Hayatını boynunda taşıyan adam: “1961
Yılının Eylül ayında, Başbakan Adnan Menderes, darbeci subaylar tarafından asıldı.
Babam, ‘demokrasiye ihanet etti, onun için cezalandırıldı’, dedi. ‘Adnan
Menderes’ten önce daha mıçok demokrasi vardı?’ diye sorduğumda ise beni
tersledi: ‘Anlamadığın işlere burnunu sokma Dede!’ Bana ‘Devdev’ derdi; bu,
‘Devamlı Devrimci’ lakabının kısaltılmışıydı. Babam bana, sinirlendiği
zamanlarda da Devde’i ikinci kez kısaltarak ‘Dede’ diye hitap ederdi”.

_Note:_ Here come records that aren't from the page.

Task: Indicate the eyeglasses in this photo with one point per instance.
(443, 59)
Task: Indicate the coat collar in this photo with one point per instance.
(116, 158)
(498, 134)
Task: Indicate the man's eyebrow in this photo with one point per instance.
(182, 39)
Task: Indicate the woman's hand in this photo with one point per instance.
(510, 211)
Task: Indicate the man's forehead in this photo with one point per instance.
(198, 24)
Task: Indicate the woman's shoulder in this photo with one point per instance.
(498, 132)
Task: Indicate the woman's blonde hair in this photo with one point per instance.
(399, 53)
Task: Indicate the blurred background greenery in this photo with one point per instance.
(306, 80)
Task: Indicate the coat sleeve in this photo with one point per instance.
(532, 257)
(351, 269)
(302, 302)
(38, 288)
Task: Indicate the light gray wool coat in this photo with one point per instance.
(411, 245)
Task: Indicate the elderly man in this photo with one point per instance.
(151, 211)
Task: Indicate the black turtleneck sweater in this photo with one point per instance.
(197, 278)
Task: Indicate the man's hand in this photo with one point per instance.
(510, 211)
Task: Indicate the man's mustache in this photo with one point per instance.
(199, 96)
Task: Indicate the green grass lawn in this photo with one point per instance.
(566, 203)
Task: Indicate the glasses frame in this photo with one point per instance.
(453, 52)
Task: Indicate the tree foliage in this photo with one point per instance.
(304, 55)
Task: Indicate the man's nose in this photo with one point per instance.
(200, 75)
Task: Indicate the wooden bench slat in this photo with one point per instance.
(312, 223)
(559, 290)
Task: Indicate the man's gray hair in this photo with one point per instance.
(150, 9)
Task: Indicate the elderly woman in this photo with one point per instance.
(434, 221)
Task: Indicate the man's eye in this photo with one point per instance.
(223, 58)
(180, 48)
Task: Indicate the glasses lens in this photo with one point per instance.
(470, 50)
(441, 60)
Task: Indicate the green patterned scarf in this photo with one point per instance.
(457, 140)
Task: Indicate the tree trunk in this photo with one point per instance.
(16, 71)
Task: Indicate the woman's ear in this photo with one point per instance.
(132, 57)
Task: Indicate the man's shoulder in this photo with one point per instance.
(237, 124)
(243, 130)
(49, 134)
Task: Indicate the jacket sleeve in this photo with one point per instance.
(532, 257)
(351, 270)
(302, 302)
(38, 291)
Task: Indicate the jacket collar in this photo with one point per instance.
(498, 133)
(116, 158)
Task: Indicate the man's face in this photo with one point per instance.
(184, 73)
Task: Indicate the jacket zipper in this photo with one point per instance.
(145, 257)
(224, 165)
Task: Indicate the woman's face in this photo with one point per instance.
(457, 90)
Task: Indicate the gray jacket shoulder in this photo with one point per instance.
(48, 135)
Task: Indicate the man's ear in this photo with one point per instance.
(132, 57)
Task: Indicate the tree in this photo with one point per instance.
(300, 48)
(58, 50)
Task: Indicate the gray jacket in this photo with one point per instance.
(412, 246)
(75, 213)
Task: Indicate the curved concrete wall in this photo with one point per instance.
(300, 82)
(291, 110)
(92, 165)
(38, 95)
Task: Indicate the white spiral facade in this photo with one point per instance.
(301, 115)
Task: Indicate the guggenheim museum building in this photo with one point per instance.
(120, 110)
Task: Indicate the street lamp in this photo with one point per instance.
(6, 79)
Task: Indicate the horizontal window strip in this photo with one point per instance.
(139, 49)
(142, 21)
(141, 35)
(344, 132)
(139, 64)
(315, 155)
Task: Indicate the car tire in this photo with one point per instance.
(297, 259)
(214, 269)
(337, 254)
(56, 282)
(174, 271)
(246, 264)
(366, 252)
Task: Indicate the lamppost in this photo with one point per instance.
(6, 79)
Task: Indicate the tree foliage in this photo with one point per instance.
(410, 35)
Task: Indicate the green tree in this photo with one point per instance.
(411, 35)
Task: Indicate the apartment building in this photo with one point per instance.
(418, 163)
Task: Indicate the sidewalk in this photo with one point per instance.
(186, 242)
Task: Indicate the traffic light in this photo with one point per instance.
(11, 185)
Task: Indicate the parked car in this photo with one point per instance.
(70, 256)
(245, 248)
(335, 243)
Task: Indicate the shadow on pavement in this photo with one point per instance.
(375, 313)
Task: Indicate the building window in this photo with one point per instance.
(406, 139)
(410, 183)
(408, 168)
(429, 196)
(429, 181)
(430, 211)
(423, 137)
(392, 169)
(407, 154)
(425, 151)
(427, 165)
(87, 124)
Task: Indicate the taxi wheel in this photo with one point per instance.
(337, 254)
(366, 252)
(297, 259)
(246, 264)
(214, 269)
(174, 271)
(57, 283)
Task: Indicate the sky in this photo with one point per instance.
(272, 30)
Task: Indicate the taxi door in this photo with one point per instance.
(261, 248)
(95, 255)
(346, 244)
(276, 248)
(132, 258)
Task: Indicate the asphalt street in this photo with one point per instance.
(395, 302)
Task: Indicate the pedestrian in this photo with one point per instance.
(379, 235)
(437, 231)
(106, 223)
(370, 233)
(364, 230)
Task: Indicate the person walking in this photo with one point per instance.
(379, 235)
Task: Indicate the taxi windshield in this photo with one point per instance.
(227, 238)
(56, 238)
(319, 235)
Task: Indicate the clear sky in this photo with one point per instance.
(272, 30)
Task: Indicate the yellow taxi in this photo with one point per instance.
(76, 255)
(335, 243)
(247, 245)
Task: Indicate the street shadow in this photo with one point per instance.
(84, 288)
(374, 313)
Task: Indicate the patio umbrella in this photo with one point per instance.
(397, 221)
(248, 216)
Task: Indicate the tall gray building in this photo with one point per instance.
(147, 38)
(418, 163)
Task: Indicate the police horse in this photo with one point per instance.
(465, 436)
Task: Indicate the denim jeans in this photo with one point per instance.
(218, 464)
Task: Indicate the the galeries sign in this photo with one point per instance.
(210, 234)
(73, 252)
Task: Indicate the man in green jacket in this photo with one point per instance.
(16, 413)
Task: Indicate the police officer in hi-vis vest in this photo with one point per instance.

Komplo, vardır. Komplo’nun var olduğu
yalnızca olduğu zaman maruz tarafından anlaşılır. Komploya maruz kalan a,b,c
devrelerinde yaşar. a devresi, komplonun varolmadığını görmekle başlar,
inanamamakla biter. B devresi, hasar tespiti ve inşaat devresidir. C devresi,
aydınlanma devresi oluyor. Mağdur, mutlu olmaya başlıyor. Komploculara teşekkür
etmek istiyor.
Bu topraklarda, kırık kaldırımlarda, betonlarda,
odalarda, komplo devam edecek. Prensipte ve sonsuza kadar.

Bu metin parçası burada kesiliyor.